During his exercise time in the yard, Molokoedov gained quite a following when the other prisoners discovered that he was a much more talented athlete than he was a Hardy Boys antagonist. Other inmates even began trading amenities like deodorant, soap, and get-out-of-sodomy-free cards for a few paltry minutes of soccer training from Molokoedov. When word of his skills reached former Chilean national team player Franklin Lobos, he took a trip to the Santiago Penitentiary to see what all the hubbub was about. Lobos was so impressed with Molokoedov that he recommended him to the coach of the Santiago Morning, a Chilean professional team.
Maxim Molokoedov/Santiago Times
"Next to smuggling cocaine, soccer is my greatest passion."
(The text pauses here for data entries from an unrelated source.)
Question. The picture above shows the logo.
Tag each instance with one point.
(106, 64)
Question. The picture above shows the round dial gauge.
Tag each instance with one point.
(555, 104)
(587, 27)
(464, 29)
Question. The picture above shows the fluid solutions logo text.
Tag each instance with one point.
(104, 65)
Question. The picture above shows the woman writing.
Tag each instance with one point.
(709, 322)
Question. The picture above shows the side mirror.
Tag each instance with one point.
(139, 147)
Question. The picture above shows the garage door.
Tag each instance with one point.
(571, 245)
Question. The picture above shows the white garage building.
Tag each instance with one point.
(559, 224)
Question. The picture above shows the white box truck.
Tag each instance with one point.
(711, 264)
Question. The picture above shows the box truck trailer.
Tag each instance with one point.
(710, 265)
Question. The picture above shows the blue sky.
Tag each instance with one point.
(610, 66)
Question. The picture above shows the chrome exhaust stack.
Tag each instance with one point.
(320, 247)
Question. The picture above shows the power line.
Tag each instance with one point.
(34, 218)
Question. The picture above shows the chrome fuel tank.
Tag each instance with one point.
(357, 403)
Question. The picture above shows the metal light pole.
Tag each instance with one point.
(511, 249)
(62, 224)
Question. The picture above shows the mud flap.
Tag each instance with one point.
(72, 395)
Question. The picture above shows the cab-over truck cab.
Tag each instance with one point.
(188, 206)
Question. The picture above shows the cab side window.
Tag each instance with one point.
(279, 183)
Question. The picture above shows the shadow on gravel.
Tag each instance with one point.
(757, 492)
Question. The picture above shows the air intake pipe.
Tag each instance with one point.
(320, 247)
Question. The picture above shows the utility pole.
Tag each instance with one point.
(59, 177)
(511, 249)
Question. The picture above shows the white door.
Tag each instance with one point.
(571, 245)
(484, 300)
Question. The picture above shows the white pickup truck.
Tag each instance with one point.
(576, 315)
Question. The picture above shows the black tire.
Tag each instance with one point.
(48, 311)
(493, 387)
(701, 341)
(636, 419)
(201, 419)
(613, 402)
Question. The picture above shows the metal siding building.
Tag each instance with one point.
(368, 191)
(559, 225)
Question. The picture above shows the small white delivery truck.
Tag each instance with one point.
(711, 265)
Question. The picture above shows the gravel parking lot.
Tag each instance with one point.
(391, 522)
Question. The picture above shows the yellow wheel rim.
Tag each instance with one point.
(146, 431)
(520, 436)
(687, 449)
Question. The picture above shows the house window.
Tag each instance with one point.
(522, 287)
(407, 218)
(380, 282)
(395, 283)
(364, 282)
Unlike most uptight nations, Chile didn't let a petty thing like being in the middle of a prison sentence stop the promising career of a young athlete. Accompanied by armed guards, Molokoedov played for the Morning during each of their home games -- he wasn't allowed at away games. Prison officials probably didn't want "plane tickets and fancy hotel rooms for drug smugglers" showing up on taxpayers' invoice. Molokoedov even passed up an opportunity to return to his native Russia, opting to stay in prison for another year just to keep playing for his beloved team. Either that man is the very definition of sportsmanship, or freedom in Russia is way worse than prison in Chile.